Жизнь после смерти. 8 + 8 - страница 151
Я выкурил несколько сигарет, вспоминая парнишку. На свете многие слишком высокого о себе мнения, некоторые забавны, а другие вызывают тоску, про этого парня не скажешь, что он вызывает тоску — пишет неплохо, и вкус не слишком испорченный. Родился в нашу эпоху, живет в Пекине, ничего удивительного в том, что он взрастил в себе порок самовлюбленности. Я в его годы простодушно думал прожить жизнь нормальным человеком, водил свою собаку на осмотр к врачу, торопливо пытаясь доказать наличие чувства сострадания, доказать, что я порядочный человек, обманывая самого себя, что ни при каких обстоятельствах не брошу ее, говоря ей, что завтра я поведу ее на прогулку, на самом деле понимая, что не встану завтра так рано.
Открывая почту, полдня потратил на поиски пароля, оказывается, это номер маминого городского телефона, который был у нее много лет назад. Самое верхнее письмо оказалось от одной студентки университета, которая уезжала в командировку в город С. и велела мне пригласить ее на ужин — три года назад. Я, конечно, не заметил этого письма, а она не умерла с голоду, так что никто не совершил ошибку. Самое свежее письмо пришло пять минут назад, никаких приветствий и любезностей не было, сразу началось повествование:
«Дорогой путешественник, я спою тебе песню, ее слова давно затерялись, но мелодия пришла из глубины древности, я произвольно придумал слова, отнесись к ним всего лишь как к развлечению.
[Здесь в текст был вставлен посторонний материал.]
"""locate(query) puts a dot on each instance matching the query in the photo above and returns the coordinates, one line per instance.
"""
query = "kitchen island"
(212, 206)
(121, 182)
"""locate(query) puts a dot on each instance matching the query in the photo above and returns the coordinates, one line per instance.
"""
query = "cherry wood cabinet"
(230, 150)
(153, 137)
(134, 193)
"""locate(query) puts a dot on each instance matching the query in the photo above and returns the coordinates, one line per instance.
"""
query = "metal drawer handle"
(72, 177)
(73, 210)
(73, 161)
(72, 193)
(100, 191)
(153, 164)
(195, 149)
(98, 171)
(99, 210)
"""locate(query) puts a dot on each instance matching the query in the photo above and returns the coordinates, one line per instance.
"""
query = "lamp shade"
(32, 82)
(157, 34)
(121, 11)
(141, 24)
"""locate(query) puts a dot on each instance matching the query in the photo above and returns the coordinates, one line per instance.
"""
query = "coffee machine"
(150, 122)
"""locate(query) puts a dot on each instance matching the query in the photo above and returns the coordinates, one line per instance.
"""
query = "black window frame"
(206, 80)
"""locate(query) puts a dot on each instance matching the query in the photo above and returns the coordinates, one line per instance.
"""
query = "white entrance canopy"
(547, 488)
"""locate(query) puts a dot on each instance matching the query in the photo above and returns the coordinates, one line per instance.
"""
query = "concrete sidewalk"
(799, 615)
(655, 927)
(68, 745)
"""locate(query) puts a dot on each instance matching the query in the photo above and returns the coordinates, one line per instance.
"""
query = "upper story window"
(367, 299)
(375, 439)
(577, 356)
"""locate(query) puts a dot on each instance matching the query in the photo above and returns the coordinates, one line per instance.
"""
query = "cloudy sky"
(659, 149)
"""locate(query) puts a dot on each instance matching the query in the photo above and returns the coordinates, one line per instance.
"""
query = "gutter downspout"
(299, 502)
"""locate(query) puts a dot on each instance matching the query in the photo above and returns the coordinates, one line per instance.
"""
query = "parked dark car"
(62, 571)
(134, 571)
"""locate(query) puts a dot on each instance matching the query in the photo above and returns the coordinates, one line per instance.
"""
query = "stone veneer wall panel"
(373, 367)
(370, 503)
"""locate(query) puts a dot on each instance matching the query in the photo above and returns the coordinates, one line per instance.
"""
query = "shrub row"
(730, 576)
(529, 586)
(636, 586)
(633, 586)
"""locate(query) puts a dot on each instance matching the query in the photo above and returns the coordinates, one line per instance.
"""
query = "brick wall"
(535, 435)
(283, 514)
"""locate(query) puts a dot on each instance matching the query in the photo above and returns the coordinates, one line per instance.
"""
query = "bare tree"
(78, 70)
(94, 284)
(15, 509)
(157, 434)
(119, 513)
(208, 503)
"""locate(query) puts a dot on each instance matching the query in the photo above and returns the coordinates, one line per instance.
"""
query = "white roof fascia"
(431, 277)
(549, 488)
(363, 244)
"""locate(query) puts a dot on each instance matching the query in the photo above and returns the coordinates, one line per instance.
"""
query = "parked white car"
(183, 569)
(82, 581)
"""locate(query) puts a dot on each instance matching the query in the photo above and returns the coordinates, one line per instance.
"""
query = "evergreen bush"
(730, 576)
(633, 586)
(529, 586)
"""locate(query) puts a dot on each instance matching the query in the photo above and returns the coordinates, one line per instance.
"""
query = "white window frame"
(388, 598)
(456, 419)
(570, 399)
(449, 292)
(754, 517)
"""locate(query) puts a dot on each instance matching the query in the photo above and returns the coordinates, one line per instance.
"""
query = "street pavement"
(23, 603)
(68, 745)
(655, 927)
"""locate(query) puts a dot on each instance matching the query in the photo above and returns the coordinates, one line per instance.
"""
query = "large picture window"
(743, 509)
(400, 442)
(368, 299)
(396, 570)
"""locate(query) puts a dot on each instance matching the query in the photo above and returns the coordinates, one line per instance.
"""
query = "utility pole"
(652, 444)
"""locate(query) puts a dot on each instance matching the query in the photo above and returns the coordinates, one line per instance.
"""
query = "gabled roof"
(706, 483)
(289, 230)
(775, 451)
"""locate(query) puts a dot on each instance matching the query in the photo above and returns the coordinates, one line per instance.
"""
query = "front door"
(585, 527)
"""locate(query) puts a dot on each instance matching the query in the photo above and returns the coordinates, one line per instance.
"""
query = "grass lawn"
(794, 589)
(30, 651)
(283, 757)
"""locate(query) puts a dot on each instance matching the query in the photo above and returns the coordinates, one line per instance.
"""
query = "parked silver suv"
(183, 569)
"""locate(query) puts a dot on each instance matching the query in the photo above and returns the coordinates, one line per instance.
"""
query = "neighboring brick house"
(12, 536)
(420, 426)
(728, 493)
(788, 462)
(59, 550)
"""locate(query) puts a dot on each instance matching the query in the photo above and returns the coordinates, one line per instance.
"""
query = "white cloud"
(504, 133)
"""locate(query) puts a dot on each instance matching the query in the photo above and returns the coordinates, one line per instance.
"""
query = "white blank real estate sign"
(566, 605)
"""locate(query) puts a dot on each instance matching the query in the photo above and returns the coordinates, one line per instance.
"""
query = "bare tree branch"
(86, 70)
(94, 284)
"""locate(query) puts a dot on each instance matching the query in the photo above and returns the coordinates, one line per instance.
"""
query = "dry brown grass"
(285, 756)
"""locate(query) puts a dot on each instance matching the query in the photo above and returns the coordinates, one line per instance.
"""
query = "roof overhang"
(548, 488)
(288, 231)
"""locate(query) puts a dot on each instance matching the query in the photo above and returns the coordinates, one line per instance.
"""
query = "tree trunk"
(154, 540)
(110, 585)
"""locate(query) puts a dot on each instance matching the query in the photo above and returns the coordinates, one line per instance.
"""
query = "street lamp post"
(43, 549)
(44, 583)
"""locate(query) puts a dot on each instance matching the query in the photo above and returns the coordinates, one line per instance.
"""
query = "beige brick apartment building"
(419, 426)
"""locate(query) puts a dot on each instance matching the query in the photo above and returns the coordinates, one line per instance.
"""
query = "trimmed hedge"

…Я плотник — эх! У меня три топора.
Кроме трех топоров у меня еще есть ребенок.
Его мама рано умерла.
Каждый год я приношу цветы на могилу.
Ребенок стал девушкой.
Извивы локонов достигают моего плеча.
У того, кто намерен полюбить ее, нет нужды в моем согласии.
Достаточно петь песни так же трогательно, как я.
И владеть топором лучше меня.
Или налить мне пиалку самогона.
И я поведаю тебе обо всех мечтах моей дочери.
Убийца, спрятав нож за пазухой, сказал:
— Коли так, я бы посмотрел на твою дочь.
— Моя дочь простудилась и отстала от меня, наверно, только в полночь приедет на постоялый двор, — отвечает мужчина.
— А вдруг подоспеют твои сподручные?
— Я в бегах уже несколько десятков лет, у меня давно нет друзей. Чтобы завести друзей, надо задержаться в каком-то одном месте, а не двигаться все время по дороге.
— Почему бы мне сейчас не убить тебя, а потом дождаться, когда твоя дочь придет и увести ее?
— Дождись ее, я напишу официальный документ, недвусмысленно подтверждающий, что я передаю ее на твое попечение, и всю последующую жизнь у тебя не будет проблем.
— Так когда же мне тебя убить? Дождаться прихода твоей дочери? А она разве не возненавидит меня навсегда?
— Я могу сам покончить с собой, яд уже приготовлен, здесь передо мной, в этой пиалке с самогоном. А ты в свое время похоронишь меня на обочине, не пиши мое имя, вернись на постоялый двор, вымой руки чистой водой и уводи ее.
Убийца скрестил руки и положил их на колени:
— Твоя дочь, какая она из себя? Толстая или худая? Глаза большие или маленькие?
— Глаза голубые.
— С чего это они голубые? У ее матери глаза были какого цвета?
— У ее матери, как и у меня, глаза были черные. Ты ее не видел?
— Нет, не видел.
— У нее были черные глаза, черные, как уголь, и сверкающие, как звезды, всякий раз, когда вспоминаю ее черные зрачки на белом лице, вижу перед собой игральные кости.
— Тогда почему у твоей дочери голубые глаза?
— Я и сам не знаю. Она родилась такой, и к тому же у нее кожа белая, как молоко, волосы вьются мелкими завитушками, и, пока она росла, глаза год за годом голубели, кожа белела, а волосы завивались все больше и больше.
Порыв холодного ветра качнул поломанную дверную створку казенного постоялого двора, начальник которого давно сбежал, у дверей были привязаны два коня — упитанный и худой. Мужчина подложил несколько полешек в жаровню. Убийца поднялся и тяжелым камнем придавил дверь. Сквозь щель он заметил, что пошел снег, его конь, переступая на месте, цокал копытами».